The Missouri-Mississippi river system (c.3,740 mi/6,020 km long) is the longest of North America. Together with the Ohio River and numerous other tributaries, it drains most of S central North America and forms the world's greatest inland waterway system. Other major rivers include the Colorado, Columbia, Delaware, Mackenzie, Nelson, Rio Grande, St. Lawrence, Susquehanna, and Yukon. Lake Superior (31,820 sq mi/82,414 sq km), the westernmost of the Great Lakes, is the continent's largest lake. The Saint Lawrence Seaway, which utilizes the St. Lawrence River and the Great Lakes, enables oceangoing vessels to penetrate into the heart of North America.
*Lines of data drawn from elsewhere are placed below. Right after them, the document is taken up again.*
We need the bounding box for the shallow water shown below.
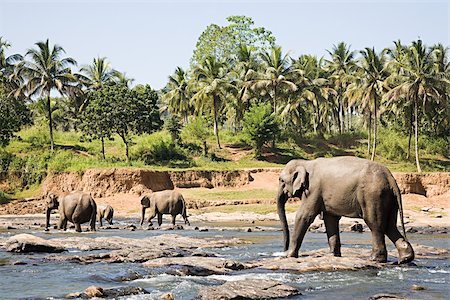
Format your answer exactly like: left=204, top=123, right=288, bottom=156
left=0, top=219, right=450, bottom=299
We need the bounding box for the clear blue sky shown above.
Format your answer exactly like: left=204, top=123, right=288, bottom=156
left=0, top=0, right=450, bottom=89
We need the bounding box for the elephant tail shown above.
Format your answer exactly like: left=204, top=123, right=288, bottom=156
left=388, top=172, right=408, bottom=241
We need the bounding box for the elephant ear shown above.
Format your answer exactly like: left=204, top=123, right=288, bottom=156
left=292, top=166, right=309, bottom=196
left=141, top=196, right=150, bottom=208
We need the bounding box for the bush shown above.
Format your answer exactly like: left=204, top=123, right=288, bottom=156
left=244, top=103, right=280, bottom=156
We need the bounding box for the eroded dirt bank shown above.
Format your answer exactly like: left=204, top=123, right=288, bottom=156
left=0, top=168, right=450, bottom=216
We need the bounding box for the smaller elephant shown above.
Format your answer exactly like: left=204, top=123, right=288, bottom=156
left=141, top=190, right=190, bottom=226
left=97, top=204, right=114, bottom=226
left=45, top=191, right=97, bottom=232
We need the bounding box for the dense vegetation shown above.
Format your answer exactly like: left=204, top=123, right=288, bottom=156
left=0, top=16, right=450, bottom=197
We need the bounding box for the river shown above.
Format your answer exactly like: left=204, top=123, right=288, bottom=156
left=0, top=220, right=450, bottom=299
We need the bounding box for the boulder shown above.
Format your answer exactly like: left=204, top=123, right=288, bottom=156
left=196, top=279, right=301, bottom=300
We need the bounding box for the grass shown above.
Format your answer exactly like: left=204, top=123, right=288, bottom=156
left=0, top=125, right=450, bottom=199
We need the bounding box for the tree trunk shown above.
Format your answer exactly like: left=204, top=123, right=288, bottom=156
left=272, top=85, right=277, bottom=150
left=414, top=98, right=422, bottom=173
left=213, top=95, right=222, bottom=149
left=47, top=91, right=54, bottom=152
left=371, top=96, right=378, bottom=161
left=367, top=111, right=372, bottom=157
left=102, top=136, right=106, bottom=160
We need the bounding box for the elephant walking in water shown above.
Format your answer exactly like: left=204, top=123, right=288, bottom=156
left=97, top=204, right=114, bottom=227
left=45, top=192, right=97, bottom=232
left=141, top=190, right=190, bottom=226
left=277, top=156, right=414, bottom=263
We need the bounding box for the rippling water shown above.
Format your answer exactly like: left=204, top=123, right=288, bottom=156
left=0, top=219, right=450, bottom=299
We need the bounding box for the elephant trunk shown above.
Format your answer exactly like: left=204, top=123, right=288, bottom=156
left=45, top=208, right=52, bottom=231
left=277, top=188, right=289, bottom=251
left=141, top=206, right=146, bottom=226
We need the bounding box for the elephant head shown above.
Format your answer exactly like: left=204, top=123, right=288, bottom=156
left=277, top=160, right=309, bottom=251
left=45, top=193, right=59, bottom=231
left=141, top=196, right=150, bottom=225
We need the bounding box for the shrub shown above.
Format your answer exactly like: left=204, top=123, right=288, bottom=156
left=244, top=103, right=280, bottom=156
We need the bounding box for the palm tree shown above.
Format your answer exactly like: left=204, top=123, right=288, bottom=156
left=251, top=46, right=297, bottom=113
left=386, top=39, right=448, bottom=173
left=191, top=56, right=235, bottom=149
left=348, top=48, right=389, bottom=160
left=163, top=67, right=191, bottom=124
left=18, top=39, right=76, bottom=151
left=327, top=42, right=355, bottom=133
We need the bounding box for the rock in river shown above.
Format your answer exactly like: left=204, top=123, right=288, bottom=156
left=5, top=234, right=66, bottom=253
left=196, top=279, right=301, bottom=300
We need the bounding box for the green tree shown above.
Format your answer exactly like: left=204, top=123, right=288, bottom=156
left=81, top=84, right=162, bottom=161
left=192, top=16, right=275, bottom=65
left=348, top=48, right=389, bottom=160
left=191, top=57, right=236, bottom=149
left=181, top=116, right=212, bottom=156
left=163, top=67, right=192, bottom=124
left=327, top=42, right=355, bottom=133
left=0, top=79, right=31, bottom=147
left=385, top=39, right=448, bottom=173
left=244, top=103, right=280, bottom=157
left=164, top=115, right=183, bottom=145
left=18, top=39, right=76, bottom=151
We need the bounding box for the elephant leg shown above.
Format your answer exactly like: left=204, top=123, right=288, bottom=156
left=322, top=213, right=341, bottom=257
left=288, top=198, right=320, bottom=257
left=364, top=218, right=387, bottom=262
left=386, top=210, right=414, bottom=264
left=158, top=213, right=162, bottom=227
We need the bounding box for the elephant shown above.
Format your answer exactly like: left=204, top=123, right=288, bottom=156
left=97, top=204, right=114, bottom=226
left=141, top=190, right=190, bottom=226
left=276, top=156, right=414, bottom=263
left=45, top=191, right=97, bottom=232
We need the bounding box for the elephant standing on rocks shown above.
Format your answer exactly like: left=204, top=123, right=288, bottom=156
left=45, top=192, right=97, bottom=232
left=97, top=204, right=114, bottom=226
left=141, top=190, right=190, bottom=226
left=277, top=156, right=414, bottom=263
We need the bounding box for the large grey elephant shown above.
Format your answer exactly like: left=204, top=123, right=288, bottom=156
left=97, top=204, right=114, bottom=226
left=141, top=190, right=190, bottom=226
left=45, top=191, right=97, bottom=232
left=277, top=156, right=414, bottom=263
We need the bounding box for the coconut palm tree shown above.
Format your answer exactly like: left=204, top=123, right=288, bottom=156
left=348, top=48, right=389, bottom=160
left=251, top=46, right=297, bottom=113
left=163, top=67, right=192, bottom=124
left=386, top=39, right=448, bottom=173
left=18, top=39, right=76, bottom=151
left=327, top=42, right=355, bottom=133
left=191, top=56, right=236, bottom=149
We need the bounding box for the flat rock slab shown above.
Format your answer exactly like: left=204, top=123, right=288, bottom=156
left=4, top=233, right=66, bottom=253
left=195, top=279, right=301, bottom=300
left=144, top=256, right=249, bottom=276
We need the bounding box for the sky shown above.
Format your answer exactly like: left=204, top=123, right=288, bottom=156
left=0, top=0, right=450, bottom=89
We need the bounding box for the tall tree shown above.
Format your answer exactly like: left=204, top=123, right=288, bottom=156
left=18, top=39, right=76, bottom=151
left=163, top=67, right=192, bottom=124
left=348, top=48, right=389, bottom=160
left=191, top=16, right=275, bottom=65
left=386, top=39, right=448, bottom=173
left=191, top=56, right=235, bottom=149
left=327, top=42, right=355, bottom=133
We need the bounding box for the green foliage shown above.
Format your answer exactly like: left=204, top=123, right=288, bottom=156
left=80, top=84, right=162, bottom=160
left=192, top=16, right=275, bottom=64
left=244, top=103, right=280, bottom=157
left=0, top=77, right=31, bottom=146
left=164, top=115, right=183, bottom=145
left=181, top=116, right=213, bottom=156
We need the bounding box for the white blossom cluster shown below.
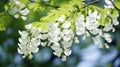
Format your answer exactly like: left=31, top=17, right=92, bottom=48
left=18, top=24, right=41, bottom=59
left=48, top=15, right=74, bottom=61
left=75, top=10, right=119, bottom=48
left=18, top=10, right=119, bottom=61
left=9, top=0, right=30, bottom=20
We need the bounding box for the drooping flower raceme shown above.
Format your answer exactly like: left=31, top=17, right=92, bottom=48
left=18, top=24, right=41, bottom=59
left=9, top=0, right=30, bottom=20
left=18, top=9, right=119, bottom=61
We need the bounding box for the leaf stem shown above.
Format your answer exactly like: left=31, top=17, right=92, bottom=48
left=109, top=0, right=120, bottom=11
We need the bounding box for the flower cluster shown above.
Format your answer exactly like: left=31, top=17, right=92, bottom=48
left=75, top=10, right=119, bottom=48
left=9, top=0, right=30, bottom=20
left=48, top=15, right=74, bottom=61
left=18, top=24, right=41, bottom=59
left=18, top=10, right=119, bottom=61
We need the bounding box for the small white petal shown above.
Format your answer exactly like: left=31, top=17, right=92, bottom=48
left=14, top=14, right=19, bottom=18
left=21, top=16, right=27, bottom=20
left=25, top=24, right=32, bottom=30
left=62, top=21, right=71, bottom=28
left=58, top=15, right=65, bottom=22
left=20, top=8, right=30, bottom=15
left=62, top=55, right=66, bottom=61
left=64, top=49, right=72, bottom=56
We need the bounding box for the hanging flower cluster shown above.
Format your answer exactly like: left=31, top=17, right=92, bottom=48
left=9, top=0, right=30, bottom=20
left=15, top=1, right=119, bottom=61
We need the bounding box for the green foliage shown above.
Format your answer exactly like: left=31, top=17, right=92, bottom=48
left=0, top=13, right=11, bottom=31
left=114, top=0, right=120, bottom=9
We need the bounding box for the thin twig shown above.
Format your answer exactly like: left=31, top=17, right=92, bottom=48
left=109, top=0, right=120, bottom=11
left=83, top=0, right=100, bottom=8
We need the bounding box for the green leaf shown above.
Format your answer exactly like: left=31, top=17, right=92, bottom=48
left=114, top=0, right=120, bottom=9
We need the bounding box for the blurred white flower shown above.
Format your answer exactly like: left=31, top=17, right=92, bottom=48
left=103, top=33, right=112, bottom=43
left=57, top=15, right=65, bottom=22
left=20, top=8, right=30, bottom=15
left=62, top=20, right=71, bottom=28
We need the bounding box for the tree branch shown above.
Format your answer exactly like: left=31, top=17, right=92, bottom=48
left=83, top=0, right=100, bottom=8
left=109, top=0, right=120, bottom=11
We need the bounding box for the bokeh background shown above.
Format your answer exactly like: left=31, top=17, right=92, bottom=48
left=0, top=0, right=120, bottom=67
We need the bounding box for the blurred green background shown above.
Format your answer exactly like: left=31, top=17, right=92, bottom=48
left=0, top=0, right=120, bottom=67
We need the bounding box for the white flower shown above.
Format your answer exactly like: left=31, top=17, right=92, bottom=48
left=21, top=16, right=27, bottom=20
left=58, top=15, right=65, bottom=22
left=103, top=33, right=112, bottom=43
left=62, top=55, right=66, bottom=61
left=61, top=40, right=73, bottom=49
left=104, top=0, right=114, bottom=8
left=19, top=37, right=30, bottom=44
left=62, top=20, right=71, bottom=28
left=20, top=8, right=30, bottom=15
left=93, top=35, right=101, bottom=44
left=41, top=42, right=47, bottom=47
left=31, top=38, right=40, bottom=46
left=25, top=23, right=32, bottom=30
left=112, top=14, right=119, bottom=25
left=18, top=30, right=28, bottom=37
left=90, top=28, right=100, bottom=35
left=74, top=37, right=79, bottom=43
left=15, top=0, right=21, bottom=6
left=64, top=49, right=72, bottom=56
left=75, top=15, right=85, bottom=35
left=104, top=43, right=110, bottom=49
left=53, top=48, right=62, bottom=57
left=40, top=34, right=48, bottom=40
left=103, top=23, right=113, bottom=32
left=14, top=14, right=19, bottom=18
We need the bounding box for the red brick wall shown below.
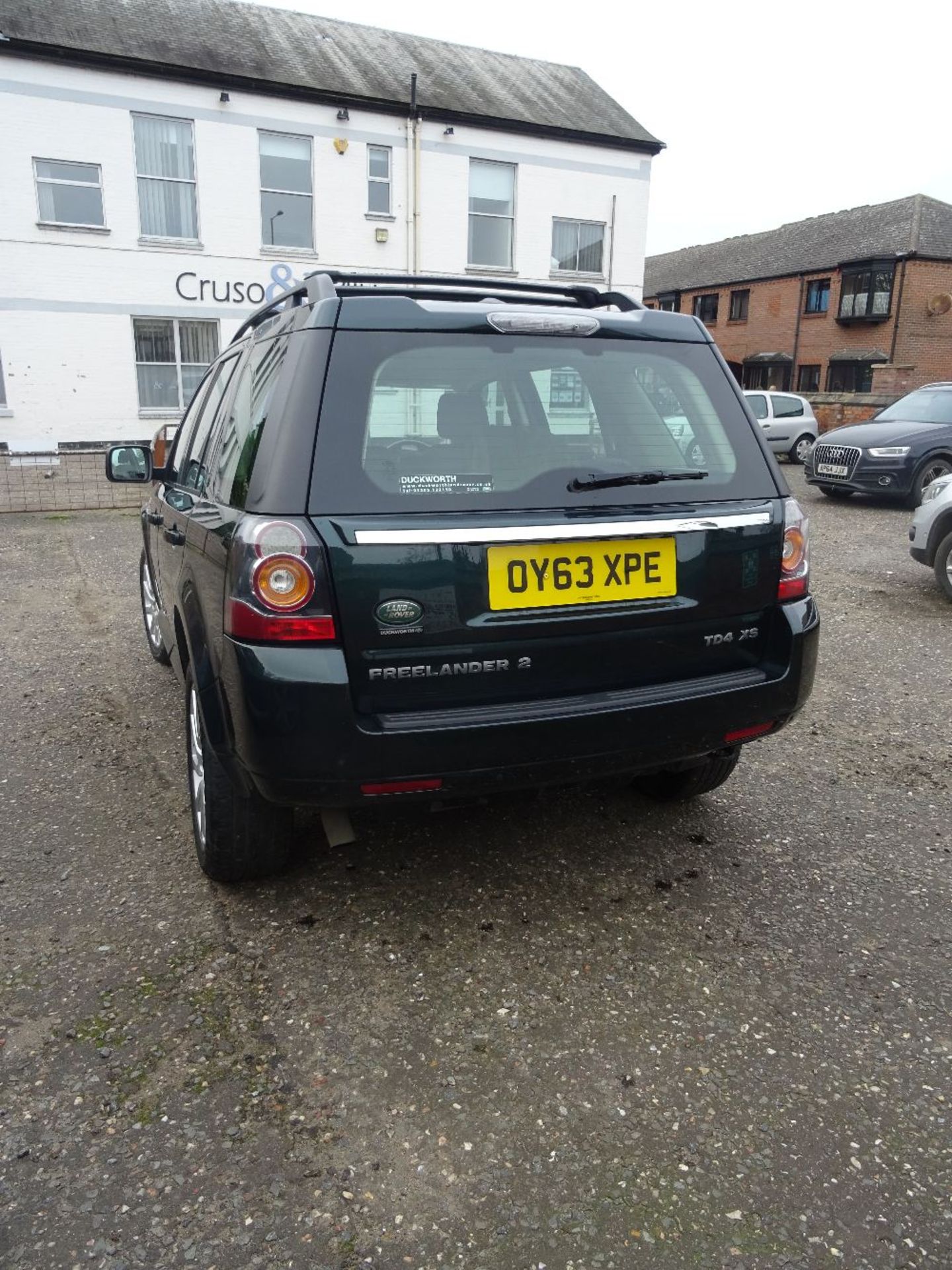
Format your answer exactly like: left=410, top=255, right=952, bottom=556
left=894, top=261, right=952, bottom=388
left=650, top=261, right=952, bottom=396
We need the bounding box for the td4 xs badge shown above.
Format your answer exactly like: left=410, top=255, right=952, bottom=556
left=705, top=626, right=760, bottom=648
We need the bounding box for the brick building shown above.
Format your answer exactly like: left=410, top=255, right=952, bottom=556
left=645, top=194, right=952, bottom=427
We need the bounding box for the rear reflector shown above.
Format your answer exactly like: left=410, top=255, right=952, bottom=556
left=225, top=599, right=337, bottom=644
left=360, top=777, right=443, bottom=798
left=723, top=719, right=775, bottom=745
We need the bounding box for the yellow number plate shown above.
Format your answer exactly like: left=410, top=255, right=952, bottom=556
left=487, top=538, right=678, bottom=609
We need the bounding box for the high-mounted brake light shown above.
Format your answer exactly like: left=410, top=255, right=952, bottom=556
left=777, top=498, right=810, bottom=599
left=486, top=312, right=600, bottom=335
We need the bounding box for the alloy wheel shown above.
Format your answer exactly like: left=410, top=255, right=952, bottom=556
left=142, top=564, right=163, bottom=649
left=188, top=683, right=206, bottom=846
left=919, top=458, right=952, bottom=493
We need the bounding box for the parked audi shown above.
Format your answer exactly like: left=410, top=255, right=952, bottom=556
left=805, top=382, right=952, bottom=507
left=106, top=273, right=818, bottom=881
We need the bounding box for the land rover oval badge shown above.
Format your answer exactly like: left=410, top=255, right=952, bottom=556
left=373, top=599, right=422, bottom=626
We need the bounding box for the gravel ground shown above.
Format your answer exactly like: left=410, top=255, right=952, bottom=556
left=0, top=468, right=952, bottom=1270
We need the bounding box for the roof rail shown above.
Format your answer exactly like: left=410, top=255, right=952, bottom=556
left=231, top=269, right=645, bottom=344
left=231, top=273, right=337, bottom=344
left=317, top=269, right=645, bottom=312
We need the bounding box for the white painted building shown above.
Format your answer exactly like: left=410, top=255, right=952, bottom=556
left=0, top=0, right=660, bottom=453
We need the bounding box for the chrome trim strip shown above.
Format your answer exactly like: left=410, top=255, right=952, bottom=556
left=354, top=512, right=772, bottom=546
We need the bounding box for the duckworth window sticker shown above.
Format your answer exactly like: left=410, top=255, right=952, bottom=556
left=400, top=472, right=493, bottom=494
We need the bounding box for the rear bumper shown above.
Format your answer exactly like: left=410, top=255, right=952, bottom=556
left=221, top=599, right=818, bottom=806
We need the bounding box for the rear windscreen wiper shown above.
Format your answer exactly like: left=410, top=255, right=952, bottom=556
left=567, top=468, right=709, bottom=494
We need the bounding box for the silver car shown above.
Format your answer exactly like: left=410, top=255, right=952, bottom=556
left=744, top=389, right=820, bottom=464
left=909, top=475, right=952, bottom=599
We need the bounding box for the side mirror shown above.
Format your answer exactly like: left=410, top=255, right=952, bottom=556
left=105, top=446, right=152, bottom=485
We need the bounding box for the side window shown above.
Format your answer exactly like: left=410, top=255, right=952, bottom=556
left=179, top=357, right=237, bottom=494
left=746, top=392, right=770, bottom=419
left=212, top=337, right=288, bottom=508
left=773, top=395, right=803, bottom=419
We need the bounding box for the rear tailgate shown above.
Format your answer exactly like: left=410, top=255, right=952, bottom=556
left=315, top=499, right=783, bottom=714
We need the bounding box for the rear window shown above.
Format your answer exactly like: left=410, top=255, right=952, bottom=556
left=311, top=331, right=777, bottom=513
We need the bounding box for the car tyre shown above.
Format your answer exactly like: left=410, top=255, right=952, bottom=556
left=933, top=533, right=952, bottom=601
left=185, top=667, right=294, bottom=882
left=631, top=749, right=740, bottom=802
left=906, top=456, right=952, bottom=508
left=787, top=432, right=816, bottom=464
left=138, top=548, right=171, bottom=665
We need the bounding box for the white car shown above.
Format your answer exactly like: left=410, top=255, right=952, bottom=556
left=909, top=476, right=952, bottom=599
left=744, top=389, right=820, bottom=464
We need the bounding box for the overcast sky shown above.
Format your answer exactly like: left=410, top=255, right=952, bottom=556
left=250, top=0, right=952, bottom=254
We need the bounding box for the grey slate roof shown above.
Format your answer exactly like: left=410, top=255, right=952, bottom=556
left=645, top=194, right=952, bottom=296
left=0, top=0, right=662, bottom=152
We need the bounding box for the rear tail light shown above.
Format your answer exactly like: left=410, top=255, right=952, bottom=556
left=777, top=498, right=810, bottom=599
left=225, top=516, right=337, bottom=644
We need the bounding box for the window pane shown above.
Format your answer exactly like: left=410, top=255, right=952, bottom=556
left=132, top=318, right=175, bottom=364
left=552, top=221, right=579, bottom=271
left=179, top=321, right=218, bottom=366
left=259, top=132, right=313, bottom=194
left=138, top=177, right=198, bottom=240
left=37, top=159, right=99, bottom=185
left=182, top=363, right=208, bottom=405
left=367, top=146, right=389, bottom=181
left=134, top=114, right=196, bottom=181
left=469, top=159, right=516, bottom=216
left=469, top=216, right=513, bottom=269
left=37, top=181, right=103, bottom=225
left=262, top=190, right=313, bottom=247
left=579, top=225, right=606, bottom=273
left=367, top=181, right=389, bottom=216
left=136, top=364, right=179, bottom=410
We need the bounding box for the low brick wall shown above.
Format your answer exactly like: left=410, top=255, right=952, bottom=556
left=0, top=448, right=145, bottom=513
left=803, top=392, right=902, bottom=432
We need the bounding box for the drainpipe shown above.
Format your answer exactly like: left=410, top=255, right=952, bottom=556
left=406, top=71, right=416, bottom=273
left=788, top=273, right=806, bottom=392
left=890, top=255, right=909, bottom=366
left=608, top=194, right=619, bottom=291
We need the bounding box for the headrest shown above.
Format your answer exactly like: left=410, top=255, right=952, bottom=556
left=436, top=392, right=489, bottom=442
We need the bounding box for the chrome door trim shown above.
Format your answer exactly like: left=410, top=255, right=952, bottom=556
left=354, top=512, right=773, bottom=546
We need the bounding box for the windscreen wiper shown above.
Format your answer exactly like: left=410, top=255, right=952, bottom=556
left=567, top=468, right=709, bottom=494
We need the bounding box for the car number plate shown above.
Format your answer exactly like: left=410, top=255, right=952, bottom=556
left=486, top=538, right=678, bottom=609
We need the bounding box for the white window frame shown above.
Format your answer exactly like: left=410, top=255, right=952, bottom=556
left=367, top=141, right=393, bottom=220
left=258, top=128, right=317, bottom=255
left=131, top=314, right=222, bottom=419
left=33, top=155, right=106, bottom=231
left=466, top=155, right=519, bottom=273
left=549, top=216, right=608, bottom=278
left=130, top=110, right=202, bottom=246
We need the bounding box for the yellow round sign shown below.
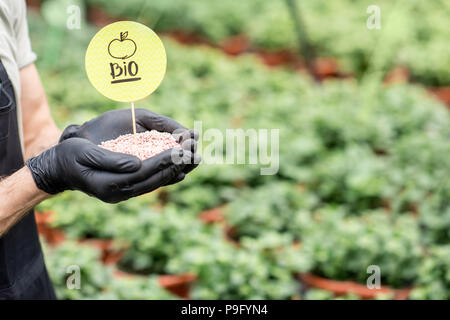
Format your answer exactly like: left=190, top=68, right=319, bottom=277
left=85, top=21, right=167, bottom=102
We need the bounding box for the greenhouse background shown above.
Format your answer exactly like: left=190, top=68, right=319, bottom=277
left=28, top=0, right=450, bottom=299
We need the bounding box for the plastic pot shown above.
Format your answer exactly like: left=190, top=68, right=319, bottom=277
left=297, top=273, right=412, bottom=300
left=35, top=211, right=66, bottom=246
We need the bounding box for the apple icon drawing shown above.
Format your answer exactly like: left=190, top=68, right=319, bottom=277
left=108, top=31, right=137, bottom=59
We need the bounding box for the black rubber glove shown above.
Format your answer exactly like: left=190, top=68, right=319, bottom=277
left=60, top=108, right=201, bottom=180
left=27, top=138, right=188, bottom=203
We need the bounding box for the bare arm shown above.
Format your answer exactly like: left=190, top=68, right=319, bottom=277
left=20, top=64, right=61, bottom=160
left=0, top=167, right=50, bottom=237
left=0, top=64, right=61, bottom=237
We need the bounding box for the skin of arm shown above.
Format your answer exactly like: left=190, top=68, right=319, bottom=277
left=0, top=167, right=51, bottom=238
left=0, top=64, right=61, bottom=237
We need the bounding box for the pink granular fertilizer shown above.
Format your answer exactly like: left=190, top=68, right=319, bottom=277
left=100, top=130, right=180, bottom=160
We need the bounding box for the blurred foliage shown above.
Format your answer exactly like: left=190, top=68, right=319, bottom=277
left=44, top=241, right=175, bottom=300
left=29, top=0, right=450, bottom=299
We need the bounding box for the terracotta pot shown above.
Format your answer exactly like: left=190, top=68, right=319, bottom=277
left=113, top=269, right=197, bottom=299
left=258, top=50, right=297, bottom=67
left=297, top=273, right=412, bottom=300
left=222, top=34, right=250, bottom=56
left=198, top=207, right=225, bottom=224
left=158, top=273, right=197, bottom=299
left=314, top=58, right=339, bottom=79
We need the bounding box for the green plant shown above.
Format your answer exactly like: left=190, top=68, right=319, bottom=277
left=170, top=234, right=308, bottom=299
left=100, top=277, right=176, bottom=300
left=44, top=241, right=112, bottom=300
left=120, top=208, right=222, bottom=274
left=410, top=245, right=450, bottom=300
left=226, top=182, right=317, bottom=238
left=297, top=208, right=423, bottom=287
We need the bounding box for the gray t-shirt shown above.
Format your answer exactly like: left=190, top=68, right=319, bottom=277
left=0, top=0, right=36, bottom=148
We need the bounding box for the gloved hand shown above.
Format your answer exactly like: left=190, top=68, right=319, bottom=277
left=27, top=138, right=192, bottom=203
left=59, top=108, right=201, bottom=178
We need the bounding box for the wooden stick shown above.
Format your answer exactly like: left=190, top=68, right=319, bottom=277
left=131, top=102, right=137, bottom=145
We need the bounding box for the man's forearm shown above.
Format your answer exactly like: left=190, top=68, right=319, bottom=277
left=20, top=64, right=61, bottom=160
left=0, top=167, right=51, bottom=237
left=25, top=122, right=61, bottom=161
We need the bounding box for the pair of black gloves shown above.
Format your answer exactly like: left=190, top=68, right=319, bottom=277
left=26, top=109, right=200, bottom=203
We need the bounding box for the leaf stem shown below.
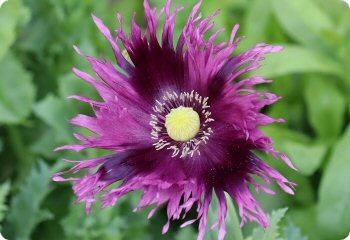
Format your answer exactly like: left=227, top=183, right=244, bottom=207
left=6, top=125, right=32, bottom=181
left=226, top=194, right=244, bottom=240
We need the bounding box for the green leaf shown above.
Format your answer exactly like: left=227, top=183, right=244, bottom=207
left=251, top=208, right=287, bottom=240
left=61, top=204, right=126, bottom=240
left=304, top=76, right=346, bottom=141
left=0, top=182, right=11, bottom=227
left=0, top=54, right=35, bottom=124
left=0, top=0, right=30, bottom=58
left=288, top=204, right=322, bottom=240
left=242, top=0, right=272, bottom=49
left=175, top=227, right=198, bottom=240
left=5, top=161, right=53, bottom=240
left=263, top=126, right=328, bottom=176
left=318, top=126, right=350, bottom=239
left=257, top=44, right=342, bottom=78
left=206, top=194, right=243, bottom=240
left=272, top=0, right=335, bottom=48
left=34, top=94, right=72, bottom=141
left=283, top=141, right=327, bottom=176
left=283, top=221, right=308, bottom=240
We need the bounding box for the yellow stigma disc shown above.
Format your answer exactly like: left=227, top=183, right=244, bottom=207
left=165, top=106, right=200, bottom=142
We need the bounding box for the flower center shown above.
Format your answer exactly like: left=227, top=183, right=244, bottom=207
left=149, top=91, right=215, bottom=158
left=165, top=106, right=200, bottom=142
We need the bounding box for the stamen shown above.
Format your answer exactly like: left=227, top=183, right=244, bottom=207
left=150, top=91, right=214, bottom=158
left=165, top=106, right=200, bottom=142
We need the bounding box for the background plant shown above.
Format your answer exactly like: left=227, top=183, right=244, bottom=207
left=0, top=0, right=350, bottom=240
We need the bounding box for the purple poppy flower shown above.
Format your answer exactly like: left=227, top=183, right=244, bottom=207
left=53, top=0, right=295, bottom=240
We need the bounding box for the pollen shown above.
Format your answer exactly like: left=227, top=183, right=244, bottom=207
left=165, top=106, right=200, bottom=142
Physiographically, the Anglo-American section of the continent may be divided into five major regions: the Canadian Shield, a geologically stable area of ancient rock that occupies most of the northeastern quadrant, including Greenland; the Appalachian Mountains, a geologically old and eroded system that extends from the Gaspé Peninsula to Alabama; the Atlantic-Gulf Coastal Plain, a belt of lowlands widening to the south that extends from S New England to Mexico; the Interior Lowlands, which extend down the middle of the continent from the Mackenzie valley to the Gulf Coastal Plain and includes the Great Plains on the west and the agriculturally productive Interior Plains on the east; and the North American Cordillera, a complex belt of geologically young mountains and associated plateaus and basins, which extend from Alaska into Mexico and include two orogenic belts—the Pacific Margin on the west and the Rocky Mountains on the east—separated by a system of intermontane plateaus and basins. The Coastal Plain and the main belts of the North American Cordillera continue south into Mexico (where the Mexican Plateau, bordered by the Sierra Madre Oriental and the Sierra Madre Occidental, is considered a continuation of the intermontane system) to join the Transverse Volcanic Range, a zone of high and active volcanic peaks S of Mexico City.
During the Ice Age of the late Cenozoic era, a continental ice sheet, centered west of Hudson Bay (the floor of which is slowly rebounding after being depressed by the great weight of the ice), covered most of N North America; glaciers descended the slopes of the Rocky Mts. and those of the Pacific Margin. Extensive glacial lakes, such as Bonneville (see under Bonneville Salt Flats), Lahontan, Agassiz, and Algonquin, were formed by glacial meltwater; their remnants are still visible in the Great Basin and along the edge of the Canadian Shield in the form of the Great Salt Lake, the Great Lakes, and the large lakes of W central Canada.